Plus de 50 personnes ont visité le centre non autorisé de prévention des surdoses la fin de semaine dernière dans le parc Raphael-Brunet, à Ottawa.

Selon Marilou Gagnon, de l'organisme Prévention surdose Ottawa, 66 % des visiteurs étaient des femmes. En tout, 33 femmes et 17 hommes s'y sont présentés.

L'organisme affirme qu'il n'y a eu aucun cas de surdose dans les trois premiers jours d'opération du centre, mais qu'une personne a demandé de l'aide dans l'une des tentes.

Cette personne aurait pu faire une surdose si elle n'avait pas été surveillée, selon Mme Gagnon.

« Nous sommes tous privés de sommeil et nous avons tous donné notre meilleur pour que cela se produise en très peu de temps. Ce matin, je me suis réveillée avec un sentiment de fierté que je n'ai jamais vécu dans ma vie », a-t-elle déclaré.

Une initiative sans autorisation officielle

Trois tentes ont été installées vendredi après-midi en face du 310, rue Saint-Patrick, à Ottawa.

Il y a d'abord une tente d'accueil, puis une tente où trois personnes pourront s'injecter des drogues avec du matériel stérile, sous la supervision d'une équipe de trois bénévoles. De la naloxone, l'antidote aux surdoses de fentanyl, est disponible sur les lieux.

Finalement, une troisième tente permet aux usagers de relaxer après avoir consommé de la drogue.

Interrogée à savoir qui serait responsable en cas de mort sur le site, Mme Gagnon rétorque en demandant qui est responsable pour les utilisateurs de drogues qui font présentement des surdoses et qui meurent dans les rues.

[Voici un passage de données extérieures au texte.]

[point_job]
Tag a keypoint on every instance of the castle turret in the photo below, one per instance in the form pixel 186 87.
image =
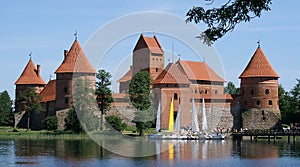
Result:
pixel 148 55
pixel 74 65
pixel 259 93
pixel 30 78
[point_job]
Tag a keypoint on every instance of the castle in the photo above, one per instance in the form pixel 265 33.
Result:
pixel 256 107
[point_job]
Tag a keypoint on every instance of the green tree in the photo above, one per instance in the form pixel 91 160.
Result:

« Si les gens ne viennent pas sur notre site, ils n'ont nulle part où aller. Donc, je dirais : '' Qui rendons-nous responsables des personnes qui meurent dans nos rues?'' Personne! », lance-t-elle.

Mme Gagnon ne pense pas non plus que les personnes qui travaillent sur le site seraient responsables si un décès devait survenir.